Lesson 9 – Changing Yourself
Negative vs. Positive Interactions
Can you change other people? NO. Can you change your reaction to them? YES.
Manager: “Why can you never do the invoices the way I want them done?
Bookkeeper: “Because you keep changing your mind about how you want them done.”
Manager: “No, it’s because you don’t listen to me.”
Manager: “Can you tell me why these invoices aren’t showing a due date on them?”
Bookkeeper: “Because you keep changing your mind about how you want them done, and I wasn’t sure what you wanted.”
Manager (Option One): “I hadn’t realised I’d been sending you mixed messages. What are the contradictory instructions I’ve given you?”
Manager (Option Two): “When that happens, I’d like you to feel free to ask me and to get some clarification. Then you’ll know what to do, and I will be happy with the invoices.”
“If it is to be, it’s up to me.” You are the one in the best position to change a negative cycle to a positive one. But that isn’t likely to happen if you don’t have a plan in mind ahead of time. Our spur of the moment reactions are all too often wrong.
Think of one of the people with whom you have a performance problem, and with whom you have difficulty communicating. You can use the five-step process as a guide any time you have a tough meeting coming up with an employee or with a client.
However, let’s be realistic. The best laid plans of mice and men (and managers) do not all turn out as well as we’d like. Use these questions for discussion:
- When should you call for a time out? Answers might include when you are getting emotional, when you have been asked a tough question for which you aren’t prepared, or when the other person is emotional or unprepared.
- When should you walk away from a client, or when should you decide “enough is enough” when you are considering employee performance?
- Does this organisation need a policy for dealing with those difficult people who heap verbal abuse on employees?
Dealing with Negative Feelings
Put yourself in charge of you.
Take a leaf out of Eleanor Roosevelt’s book and refuse to beat up on yourself or make yourself a victim in these situations.

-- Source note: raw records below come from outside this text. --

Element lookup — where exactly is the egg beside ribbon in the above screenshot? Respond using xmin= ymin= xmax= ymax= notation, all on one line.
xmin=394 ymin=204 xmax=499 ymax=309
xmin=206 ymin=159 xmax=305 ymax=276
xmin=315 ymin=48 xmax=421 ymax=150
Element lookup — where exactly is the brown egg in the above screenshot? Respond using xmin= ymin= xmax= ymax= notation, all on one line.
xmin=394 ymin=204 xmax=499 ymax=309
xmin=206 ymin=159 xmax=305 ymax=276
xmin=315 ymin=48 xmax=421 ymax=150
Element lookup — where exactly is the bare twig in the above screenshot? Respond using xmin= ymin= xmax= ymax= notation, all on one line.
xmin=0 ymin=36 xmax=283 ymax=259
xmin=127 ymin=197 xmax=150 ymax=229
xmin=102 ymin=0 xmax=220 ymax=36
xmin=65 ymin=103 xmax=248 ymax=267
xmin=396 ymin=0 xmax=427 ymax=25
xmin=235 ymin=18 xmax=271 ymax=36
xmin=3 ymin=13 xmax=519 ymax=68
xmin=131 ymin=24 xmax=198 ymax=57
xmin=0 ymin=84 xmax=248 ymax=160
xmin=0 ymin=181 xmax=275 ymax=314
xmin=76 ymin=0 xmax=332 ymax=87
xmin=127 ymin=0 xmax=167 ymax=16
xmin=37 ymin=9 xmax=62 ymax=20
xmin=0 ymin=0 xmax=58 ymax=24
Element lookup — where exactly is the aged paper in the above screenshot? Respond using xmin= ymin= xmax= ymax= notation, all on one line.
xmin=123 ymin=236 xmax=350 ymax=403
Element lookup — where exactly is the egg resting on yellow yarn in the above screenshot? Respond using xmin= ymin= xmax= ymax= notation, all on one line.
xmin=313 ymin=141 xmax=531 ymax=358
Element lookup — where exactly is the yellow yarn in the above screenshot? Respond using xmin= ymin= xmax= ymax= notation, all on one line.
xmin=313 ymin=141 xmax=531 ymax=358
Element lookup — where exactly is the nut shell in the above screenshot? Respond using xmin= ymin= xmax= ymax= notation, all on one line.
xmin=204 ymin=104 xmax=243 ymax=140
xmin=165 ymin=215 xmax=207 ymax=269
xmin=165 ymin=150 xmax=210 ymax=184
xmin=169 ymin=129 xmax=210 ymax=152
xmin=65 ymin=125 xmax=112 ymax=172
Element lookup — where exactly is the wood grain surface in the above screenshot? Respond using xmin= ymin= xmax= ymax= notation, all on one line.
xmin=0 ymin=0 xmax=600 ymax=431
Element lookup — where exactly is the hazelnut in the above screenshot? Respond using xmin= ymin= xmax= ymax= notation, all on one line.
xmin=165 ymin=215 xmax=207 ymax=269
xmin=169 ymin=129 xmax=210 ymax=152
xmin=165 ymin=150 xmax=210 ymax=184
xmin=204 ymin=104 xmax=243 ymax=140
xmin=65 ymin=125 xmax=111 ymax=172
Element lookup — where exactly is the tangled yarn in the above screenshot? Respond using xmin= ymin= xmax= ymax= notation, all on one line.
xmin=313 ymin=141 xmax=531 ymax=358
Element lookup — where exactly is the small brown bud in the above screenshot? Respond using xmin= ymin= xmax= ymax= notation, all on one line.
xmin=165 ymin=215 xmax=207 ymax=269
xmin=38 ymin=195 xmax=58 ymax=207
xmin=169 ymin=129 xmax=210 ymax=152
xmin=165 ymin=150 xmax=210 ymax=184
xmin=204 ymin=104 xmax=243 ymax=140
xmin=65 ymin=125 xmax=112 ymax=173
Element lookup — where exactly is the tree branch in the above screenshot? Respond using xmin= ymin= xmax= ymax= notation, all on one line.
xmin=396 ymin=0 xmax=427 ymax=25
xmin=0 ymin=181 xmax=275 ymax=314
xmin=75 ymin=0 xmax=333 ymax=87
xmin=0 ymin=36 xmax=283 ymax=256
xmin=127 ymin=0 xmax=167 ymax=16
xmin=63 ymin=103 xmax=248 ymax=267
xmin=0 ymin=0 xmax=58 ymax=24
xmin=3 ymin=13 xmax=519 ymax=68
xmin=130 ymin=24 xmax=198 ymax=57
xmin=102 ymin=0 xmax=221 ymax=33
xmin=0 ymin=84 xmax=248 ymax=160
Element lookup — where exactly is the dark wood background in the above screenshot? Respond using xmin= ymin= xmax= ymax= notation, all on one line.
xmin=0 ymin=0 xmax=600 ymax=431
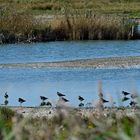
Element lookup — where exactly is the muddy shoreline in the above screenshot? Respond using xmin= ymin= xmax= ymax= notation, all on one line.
xmin=9 ymin=107 xmax=140 ymax=118
xmin=0 ymin=56 xmax=140 ymax=69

Be pro-active rather than reactive: notice what is going on around you, and when possible deal with potential problems right away. (For example, you can plan important meetings with staff and others to ensure issues are addressed before they explode.)
Become more aware of what you tell yourself both before and after dealing with a difficult situation. Remember the reality of self-expectancy.
Be in control.
Plan how you will handle the situation and visual yourself feeling in control. After a situation has been handled, analyse it, learn from it, and put it aside. If you still feel angry after you have dealt with a situation, use that anger constructively to clean your office, or let it propel you out the door for a walk.
Work on your sense of humor.
Research tells us that laughter is a proven method for dispelling stress and feeling better about the world.
Have a support team.
The most important thing you can do to deal with your negative feelings is to have a support group, people you can go to and just talk about how you feel. In this organisation, do you feel you have that kind of support? Do employees and clinicians have that kind of support? (This is very different from gossiping; confidentiality is a big factor here.)
However great your support system is at home, others will rarely be able to understand just how you feel as well as someone who is working within the same culture and walking in a similar pair of shoes. Part of your action plan for the end of today may be to work with others to create a safe haven (a partner or confidante or some other support mechanism) where you can let off steam and pent up emotion.